Ce moment a tant plu à tout le monde que le chanteur de Heaven Shall Burn arrive sur scène et reprend ce refrain avec le public. Démarrage incongru, déstabilisant. Un peu raté même. On a rarement vu des têtes d’affiche arrivant presque en catimini sur scène. Comme si passer après Blind Guardian les intimidait ! Je suis un peu dur car une fois lancé, la machine HSB va tout arracher sur son passage, délivrer un show fantastique. Batterie en mode double-pédale avec pilonnage permanent et ces deux guitares, incisives, hyper créatives avec des motifs rock mais réhaussés à la sauce deathcore. La nuit tombée, le jeu pyrotechnique prend une ampleur folle. Le chanteur, bien que trop bavard par moment, hurle magnifiquement avec une présence scénique d’une grande intensité.
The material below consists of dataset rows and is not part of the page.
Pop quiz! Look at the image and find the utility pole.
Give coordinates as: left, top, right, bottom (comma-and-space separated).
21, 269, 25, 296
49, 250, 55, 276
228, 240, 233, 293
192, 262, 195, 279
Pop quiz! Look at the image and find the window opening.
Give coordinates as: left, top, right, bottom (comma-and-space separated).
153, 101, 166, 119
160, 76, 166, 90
Hunters Will Be Hunted avec son immense mélodie vient parachever un concert d’1h20 démentiel, surpuissant, inspiré et inspirant. Ah, le groupe a tout fait bien, très bien ! Reste à revoir le démarrage (une bande d’intro suffirait les gars !!) et c’est parfait. Groupe immense, injustement trop méconnu par chez nous. La grosse baffe et assurément une des plus belles perfs du week-end. 
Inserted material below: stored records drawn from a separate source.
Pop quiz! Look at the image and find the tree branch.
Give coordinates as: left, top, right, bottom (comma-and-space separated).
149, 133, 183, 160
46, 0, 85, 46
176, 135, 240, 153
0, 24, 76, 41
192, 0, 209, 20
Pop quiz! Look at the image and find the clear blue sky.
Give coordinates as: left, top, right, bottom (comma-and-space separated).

Je délaisse Hypocrisy (« excellent mec, quel show, c’est carré, c’est du super bon, ça m’a coûté de partir avant la fin ! » sera le commentaire du pote) dont j’ai pourtant adoré le dernier disque mais je n’ai pas eu ma dose de hardcore, ayant manqué Comeback Kid pour cause de météo. Born From Pain, old-school, va ravager la tente avec un show hardcore d’école. Alternant grande vitesse sur le début du show (avec des riffs presque stoner bien dynamiques) avant de proposer de bien bons breaks et une énergie démente. On retrouve un chanteur avec un chapeau presque de plagiste, bien dans la tradition hardcore cool en mode LA ce qui étonne un peu pour les Hollandais. Les trois quarts d’heure sont dingues, reboostent et on regrette que le sol, boueux, empêche d'avoir une fosse encore plus remuante. Voilà qui fait un bien fou.
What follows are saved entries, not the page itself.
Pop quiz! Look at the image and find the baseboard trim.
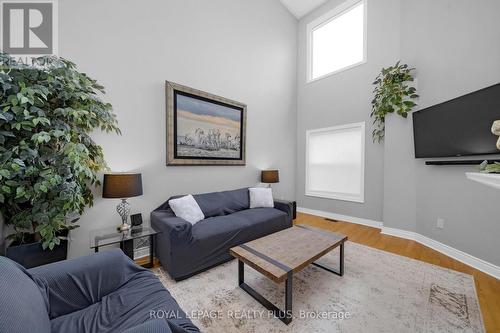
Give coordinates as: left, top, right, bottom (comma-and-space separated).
297, 207, 383, 229
382, 226, 500, 280
380, 226, 418, 240
297, 208, 500, 279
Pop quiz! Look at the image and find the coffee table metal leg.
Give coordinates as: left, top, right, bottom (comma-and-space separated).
284, 272, 292, 322
238, 259, 244, 285
238, 260, 293, 325
311, 242, 344, 276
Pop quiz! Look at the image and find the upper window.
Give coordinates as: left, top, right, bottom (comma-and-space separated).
305, 122, 365, 202
307, 0, 366, 82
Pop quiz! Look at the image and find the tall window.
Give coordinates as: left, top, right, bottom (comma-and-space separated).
307, 0, 366, 82
306, 122, 365, 202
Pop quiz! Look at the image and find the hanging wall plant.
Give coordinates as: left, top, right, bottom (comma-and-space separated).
0, 53, 120, 251
371, 61, 418, 142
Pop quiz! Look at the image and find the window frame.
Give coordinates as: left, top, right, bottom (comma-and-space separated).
306, 0, 367, 83
305, 122, 366, 203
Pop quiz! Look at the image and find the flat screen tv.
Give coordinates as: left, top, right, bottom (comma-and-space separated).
413, 83, 500, 158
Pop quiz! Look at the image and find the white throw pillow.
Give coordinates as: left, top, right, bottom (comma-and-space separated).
249, 187, 274, 208
169, 195, 205, 225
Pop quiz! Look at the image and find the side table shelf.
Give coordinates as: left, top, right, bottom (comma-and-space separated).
90, 224, 159, 268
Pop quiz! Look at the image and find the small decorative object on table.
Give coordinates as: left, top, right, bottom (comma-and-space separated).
492, 120, 500, 150
479, 160, 500, 174
130, 213, 143, 227
102, 173, 143, 231
478, 120, 500, 173
261, 169, 279, 187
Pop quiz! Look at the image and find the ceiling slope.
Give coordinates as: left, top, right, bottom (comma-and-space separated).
279, 0, 329, 19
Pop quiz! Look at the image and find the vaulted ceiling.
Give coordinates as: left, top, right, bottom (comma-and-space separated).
279, 0, 329, 19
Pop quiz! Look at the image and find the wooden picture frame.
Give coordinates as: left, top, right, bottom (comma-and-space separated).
166, 81, 246, 166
Combichrist a semblé subir des problèmes de micro, ceci expliquant le final abrégé semble-t-il ce qui est bien dommage tant la formule presque dansante du groupe indus passe plutôt pas mal. Toutes les bonnes choses ont une fin dit-on ("non pas toutes a rappelé Jennie-Ann). Et c’est Cypecore, groupe chouchou du pote qui conclura notre fest après une dernière traversée épique d’un site labouré de partout. Le concept apocalyptique avec ces lumières très Terminator impressionne encore et toujours et musicalement, le death mélodique mâtiné d’indus passe à merveille. Morceaux bien travaillés, refrains à tendance hymniques (« Cause We Are One »), guitares bien acérées avec des gratteux bien en place, le groupe de Mannheim fait très forte impression et achève un auditoire ravi en dépit de conditions délicates. Je ne résiste pas à tenter de décrire un des wall of death les plus improbables qui soient avec des festivaliers volontaires et vaillants mais freinés par cette boue infernale avec pour rendu visuel un wall of death en mode "ralenti" tant les guerriers du pit étaient obligés de rivaliser d'attention pour… juste avancer, en fait. On attend de pied ferme un nouveau disque de Cypecore au passage. (ced12)

C’est heureux et repus que nous retournons à nos pénates. Comment conclure sur le Summer Breeze sauf à dire que ce Fest est génial, parfaitement paramétré en termes de taille, que l’offre musicale est excellente (les types qui font l'affiche sont de sacrés connaisseurs avec des goûts très sûrs), que l’Allemagne est un pays génial, à découvrir / arpenter surtout pour sa partie Sud chaleureuse et au doux charme provincial. Et pour citer Olivier (aka le Diable Bleu), un festival à découvrir urgemment avant qu’il ne devienne trop gros.